我有这样的df。
import pandas as pd
import numpy as np
user = pd.DataFrame({'User':['101','101','101','102','102','101','101','102','102','102','102','102'],'Country':['India','Japan','India','Brazil','Japan','UK','Austria','Japan','Singapore','UK','UK','UK']
,'Count':[85,78,70,5,6,8,60,30,5,6,5,4]})

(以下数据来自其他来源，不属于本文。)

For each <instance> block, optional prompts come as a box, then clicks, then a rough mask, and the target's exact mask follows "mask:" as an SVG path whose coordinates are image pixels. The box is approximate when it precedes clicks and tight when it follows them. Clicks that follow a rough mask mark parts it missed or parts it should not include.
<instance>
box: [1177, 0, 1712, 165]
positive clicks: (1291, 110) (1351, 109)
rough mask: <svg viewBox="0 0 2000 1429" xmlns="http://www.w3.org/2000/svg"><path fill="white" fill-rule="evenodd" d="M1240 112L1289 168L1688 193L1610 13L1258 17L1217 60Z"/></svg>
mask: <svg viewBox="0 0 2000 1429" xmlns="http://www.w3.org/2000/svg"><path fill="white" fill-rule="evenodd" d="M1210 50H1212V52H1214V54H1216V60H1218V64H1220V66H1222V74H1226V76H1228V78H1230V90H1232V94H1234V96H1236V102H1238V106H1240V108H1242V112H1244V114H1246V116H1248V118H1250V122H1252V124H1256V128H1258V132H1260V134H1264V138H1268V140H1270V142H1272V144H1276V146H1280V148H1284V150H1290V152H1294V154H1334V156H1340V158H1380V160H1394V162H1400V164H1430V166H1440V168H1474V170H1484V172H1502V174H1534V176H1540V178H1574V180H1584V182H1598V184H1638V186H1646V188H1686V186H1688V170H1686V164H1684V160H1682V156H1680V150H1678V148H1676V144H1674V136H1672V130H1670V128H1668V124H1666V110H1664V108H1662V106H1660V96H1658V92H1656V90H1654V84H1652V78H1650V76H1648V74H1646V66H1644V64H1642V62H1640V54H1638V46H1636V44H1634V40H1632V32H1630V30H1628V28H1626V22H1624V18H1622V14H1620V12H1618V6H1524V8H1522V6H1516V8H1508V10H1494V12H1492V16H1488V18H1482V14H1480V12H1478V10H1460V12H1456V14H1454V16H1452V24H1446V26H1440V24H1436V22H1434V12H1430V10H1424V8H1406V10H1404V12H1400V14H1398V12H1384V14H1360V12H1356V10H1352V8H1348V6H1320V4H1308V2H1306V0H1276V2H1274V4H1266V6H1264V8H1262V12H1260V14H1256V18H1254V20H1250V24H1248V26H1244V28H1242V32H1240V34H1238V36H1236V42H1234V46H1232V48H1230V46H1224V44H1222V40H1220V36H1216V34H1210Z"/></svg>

我想对计数列进行排序,然后将前30%的行分配给组3,然后将下30%的行分配给2,其余30%的行分配给组1。我该怎么做。这是我的预期输出。前4列。并查看我的计算结果我如何划分30%,30%,40%
答案 0 :(得分:1)
您首先需要按sort_values
对列进行排序,然后对groupby
和具有自定义功能的numpy.split
进行排序,并将每个组的长度返回到新DataFrame的新行:
完美MaxU answer的想法,谢谢。
用于顶部30-30-30
:
user = user.sort_values(['User','Count'], ascending=[True, False])
def f(x):
#split to 4 groups, because 3 + 3 + 3 != 1
a, b, c, d = np.split(x, [int(.3*len(x)), int(.6*len(x)), int(.9*len(x))])
return pd.Series([len(a), len(b), len(c)], index=['30','30','30'])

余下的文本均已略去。